Today’s state-of-the-art driving/traffic simulation platforms deliver accurate visualization and flexible scenario definition. They can also generate lidar, radar, and camera sensor data based on simulated scenarios. This sensor data can then be fed into the car’s central AD engine, where it can be fused in real time to create a high-resolution model of the vehicle’s environment and driving conditions, against which the AD engine’s algorithms for drive/decision policies can be tested and refined.
Simulation technologies are also ideal for designing and evaluating vehicle-to-vehicle (V2V) and vehicle-to-infrastructure (V2I) communication applications, as well as autonomous driving applications. Additionally, they can be used from model-based controller design (MIL) to real-time tests with software-in-the-loop (SIL) and hardware-in-the-loop (HIL) systems.
Tying it All Together and Testing it
All onboard AD sensor systems must communicate with one another, and must be connected with the rest of the automobile’s electrical system. The systems and wires connecting them compose the wire harness, which adds substantial weight to a vehicle (impacting performance and fuel efficiency).
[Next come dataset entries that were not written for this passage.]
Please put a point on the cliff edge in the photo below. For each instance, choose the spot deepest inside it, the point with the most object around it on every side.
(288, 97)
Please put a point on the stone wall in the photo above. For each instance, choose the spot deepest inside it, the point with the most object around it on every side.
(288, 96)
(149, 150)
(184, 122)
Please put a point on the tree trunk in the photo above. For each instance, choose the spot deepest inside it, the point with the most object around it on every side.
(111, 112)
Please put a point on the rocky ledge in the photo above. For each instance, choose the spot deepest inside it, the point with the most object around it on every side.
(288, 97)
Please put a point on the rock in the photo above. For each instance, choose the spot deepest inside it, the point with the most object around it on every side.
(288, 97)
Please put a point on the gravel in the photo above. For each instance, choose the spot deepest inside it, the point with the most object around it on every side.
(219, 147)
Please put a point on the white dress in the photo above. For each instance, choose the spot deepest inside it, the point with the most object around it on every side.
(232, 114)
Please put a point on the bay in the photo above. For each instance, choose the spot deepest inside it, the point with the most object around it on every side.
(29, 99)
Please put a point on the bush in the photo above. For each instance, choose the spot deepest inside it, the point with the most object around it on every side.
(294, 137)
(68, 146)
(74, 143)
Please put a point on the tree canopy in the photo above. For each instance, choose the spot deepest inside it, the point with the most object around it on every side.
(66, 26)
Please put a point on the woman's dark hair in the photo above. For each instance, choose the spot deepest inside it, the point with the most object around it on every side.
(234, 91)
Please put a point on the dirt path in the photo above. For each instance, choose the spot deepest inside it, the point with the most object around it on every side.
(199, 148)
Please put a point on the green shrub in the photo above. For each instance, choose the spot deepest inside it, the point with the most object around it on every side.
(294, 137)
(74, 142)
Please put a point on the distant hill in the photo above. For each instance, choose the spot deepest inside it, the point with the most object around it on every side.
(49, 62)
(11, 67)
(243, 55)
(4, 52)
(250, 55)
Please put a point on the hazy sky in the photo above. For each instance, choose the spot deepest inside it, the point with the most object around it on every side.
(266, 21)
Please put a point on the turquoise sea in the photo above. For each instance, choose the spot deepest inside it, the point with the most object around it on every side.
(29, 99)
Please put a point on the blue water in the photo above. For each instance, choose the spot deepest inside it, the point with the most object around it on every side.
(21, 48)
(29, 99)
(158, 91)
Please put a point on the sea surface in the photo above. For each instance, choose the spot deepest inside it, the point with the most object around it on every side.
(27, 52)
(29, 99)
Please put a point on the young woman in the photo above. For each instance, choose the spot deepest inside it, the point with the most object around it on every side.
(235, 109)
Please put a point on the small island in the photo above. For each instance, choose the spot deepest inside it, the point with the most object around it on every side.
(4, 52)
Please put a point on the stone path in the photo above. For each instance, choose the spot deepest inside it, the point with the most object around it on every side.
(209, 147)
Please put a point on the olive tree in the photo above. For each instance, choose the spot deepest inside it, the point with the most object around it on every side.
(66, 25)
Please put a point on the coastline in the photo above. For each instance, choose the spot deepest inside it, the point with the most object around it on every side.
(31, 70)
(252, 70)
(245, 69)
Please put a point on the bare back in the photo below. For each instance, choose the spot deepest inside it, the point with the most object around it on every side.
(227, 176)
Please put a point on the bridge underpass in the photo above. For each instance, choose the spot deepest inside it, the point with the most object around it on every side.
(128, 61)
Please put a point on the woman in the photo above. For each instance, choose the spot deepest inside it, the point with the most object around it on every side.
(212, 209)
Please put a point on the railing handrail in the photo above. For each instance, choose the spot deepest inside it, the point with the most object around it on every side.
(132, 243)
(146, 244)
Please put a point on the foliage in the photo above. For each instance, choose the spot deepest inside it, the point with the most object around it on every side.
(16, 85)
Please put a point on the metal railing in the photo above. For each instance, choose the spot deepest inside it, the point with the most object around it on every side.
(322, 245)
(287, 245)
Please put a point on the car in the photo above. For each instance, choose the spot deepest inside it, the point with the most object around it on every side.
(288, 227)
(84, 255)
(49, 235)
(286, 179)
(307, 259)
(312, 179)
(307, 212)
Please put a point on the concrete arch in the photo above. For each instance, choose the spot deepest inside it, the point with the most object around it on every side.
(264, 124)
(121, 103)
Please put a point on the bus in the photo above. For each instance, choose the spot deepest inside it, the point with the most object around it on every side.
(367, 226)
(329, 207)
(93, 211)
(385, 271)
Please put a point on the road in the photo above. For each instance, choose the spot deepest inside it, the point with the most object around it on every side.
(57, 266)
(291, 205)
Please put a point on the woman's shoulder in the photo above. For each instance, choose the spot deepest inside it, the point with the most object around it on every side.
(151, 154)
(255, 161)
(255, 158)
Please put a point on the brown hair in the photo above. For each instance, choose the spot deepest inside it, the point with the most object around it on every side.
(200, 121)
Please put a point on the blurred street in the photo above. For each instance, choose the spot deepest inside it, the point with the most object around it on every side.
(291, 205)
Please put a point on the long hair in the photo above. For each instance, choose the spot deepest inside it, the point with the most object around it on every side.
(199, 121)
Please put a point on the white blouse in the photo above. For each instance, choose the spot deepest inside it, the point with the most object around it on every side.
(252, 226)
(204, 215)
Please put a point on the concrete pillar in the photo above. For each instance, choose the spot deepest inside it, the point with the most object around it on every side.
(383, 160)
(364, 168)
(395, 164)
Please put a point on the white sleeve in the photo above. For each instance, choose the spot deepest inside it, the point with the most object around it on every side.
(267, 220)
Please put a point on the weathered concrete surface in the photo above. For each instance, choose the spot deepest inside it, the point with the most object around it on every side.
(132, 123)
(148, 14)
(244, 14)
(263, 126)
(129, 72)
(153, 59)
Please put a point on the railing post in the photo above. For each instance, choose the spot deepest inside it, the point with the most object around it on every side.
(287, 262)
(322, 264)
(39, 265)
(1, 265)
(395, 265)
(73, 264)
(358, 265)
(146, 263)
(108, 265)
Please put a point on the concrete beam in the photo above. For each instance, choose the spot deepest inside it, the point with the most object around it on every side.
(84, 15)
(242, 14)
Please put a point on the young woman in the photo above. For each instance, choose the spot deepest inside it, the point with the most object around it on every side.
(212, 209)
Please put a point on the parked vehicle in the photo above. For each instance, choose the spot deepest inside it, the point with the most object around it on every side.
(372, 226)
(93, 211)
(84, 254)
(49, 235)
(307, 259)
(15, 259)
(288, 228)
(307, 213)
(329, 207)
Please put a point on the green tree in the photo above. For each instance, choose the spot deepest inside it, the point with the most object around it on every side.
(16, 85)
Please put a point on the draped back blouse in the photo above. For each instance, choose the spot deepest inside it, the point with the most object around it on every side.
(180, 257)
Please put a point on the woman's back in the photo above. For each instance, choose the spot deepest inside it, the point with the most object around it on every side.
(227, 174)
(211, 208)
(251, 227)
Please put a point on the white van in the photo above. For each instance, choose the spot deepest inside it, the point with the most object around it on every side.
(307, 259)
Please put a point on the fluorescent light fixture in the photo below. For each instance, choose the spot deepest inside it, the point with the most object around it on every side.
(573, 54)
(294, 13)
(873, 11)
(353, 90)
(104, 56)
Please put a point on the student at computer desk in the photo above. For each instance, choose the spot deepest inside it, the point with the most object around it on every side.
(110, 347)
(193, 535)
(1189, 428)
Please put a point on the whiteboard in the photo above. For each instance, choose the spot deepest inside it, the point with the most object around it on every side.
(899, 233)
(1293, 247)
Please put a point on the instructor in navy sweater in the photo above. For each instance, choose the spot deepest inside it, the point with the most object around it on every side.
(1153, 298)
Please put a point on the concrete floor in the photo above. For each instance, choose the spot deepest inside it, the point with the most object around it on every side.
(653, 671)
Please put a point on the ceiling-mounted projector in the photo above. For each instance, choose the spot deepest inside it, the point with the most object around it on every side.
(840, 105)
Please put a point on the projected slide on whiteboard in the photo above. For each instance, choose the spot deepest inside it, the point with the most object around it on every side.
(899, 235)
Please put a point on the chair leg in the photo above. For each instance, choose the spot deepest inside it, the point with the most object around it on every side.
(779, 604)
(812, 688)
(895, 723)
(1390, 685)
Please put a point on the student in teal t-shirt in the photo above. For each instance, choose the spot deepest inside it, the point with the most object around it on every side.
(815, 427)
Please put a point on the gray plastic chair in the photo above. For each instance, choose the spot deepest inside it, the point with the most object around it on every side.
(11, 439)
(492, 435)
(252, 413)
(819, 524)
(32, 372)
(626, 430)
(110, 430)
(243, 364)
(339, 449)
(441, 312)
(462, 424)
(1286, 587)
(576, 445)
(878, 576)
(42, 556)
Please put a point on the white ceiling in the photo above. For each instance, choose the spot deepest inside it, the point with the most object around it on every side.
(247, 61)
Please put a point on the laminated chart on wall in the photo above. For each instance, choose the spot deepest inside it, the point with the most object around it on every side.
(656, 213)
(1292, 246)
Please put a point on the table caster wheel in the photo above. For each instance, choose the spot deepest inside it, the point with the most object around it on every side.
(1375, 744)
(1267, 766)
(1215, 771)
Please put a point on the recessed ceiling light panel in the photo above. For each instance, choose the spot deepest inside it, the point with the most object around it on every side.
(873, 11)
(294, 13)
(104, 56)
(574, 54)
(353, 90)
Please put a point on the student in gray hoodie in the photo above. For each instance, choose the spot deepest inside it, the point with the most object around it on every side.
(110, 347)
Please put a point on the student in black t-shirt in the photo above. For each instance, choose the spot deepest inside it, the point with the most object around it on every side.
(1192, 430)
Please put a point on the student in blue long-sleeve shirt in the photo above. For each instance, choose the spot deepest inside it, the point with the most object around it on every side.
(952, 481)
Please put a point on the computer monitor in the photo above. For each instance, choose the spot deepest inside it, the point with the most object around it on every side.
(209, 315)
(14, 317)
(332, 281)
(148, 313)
Included in the harness are special vehicle buses that serve as communication networks for specific subsystems such as the powertrain, sensor networks, and infotainment. Common communication networks include the Controller Area Network (CAN), Local Interconnect Network (LIN), and Automotive Ethernet. E/E system design tradeoffs must be evaluated early in the development process to help deal with complexity and optimize the overall design. Vehicle functions are growing more interconnected, which adds complexity to already highly distributed networks. Network load balancing must be considered as fault tolerance issues grow more critical.
Needless to say, the entire harness must be built, and also tested extensively for flawless communications and electrical connectivity. For these tasks, automotive engineers often rely on architecture, communication, and connectivity tools that help speed the design process, reduce product cost, and improve product quality.
Such tools can define system architectures, and then, using built-in metrics and design rule checks, compare and contrast multiple potential architectures to ensure the platform design meets the original intent. The tool can then automatically integrate the electrical systems into a representative topological layout of that vehicle. Devices and systems devices are automatically placed and interconnected, and the entire wiring system is automatically generated using rules and constraints embedded by the company into the software.
The result is that design tasks that previously took months can now be achieved in hours or days, and, critically, the designs can be verified as they are created. Data can be reused across vehicle programs and in the downstream processes of manufacturing and service.
Digital twin technology and other advanced simulation continues to keep pace with the rapidly changing autonomous driving space, supporting the system of systems approach necessary to test advanced components, systems—and indeed, entire vehicles—and then test these components and systems in software-based simulations before moving to production. Simply put, this enables AD engineers to be smarter and more efficient in developing AVs, and ultimately, safely move to the mass deployment of Level 4/5 vehicles that are ahead of the competition.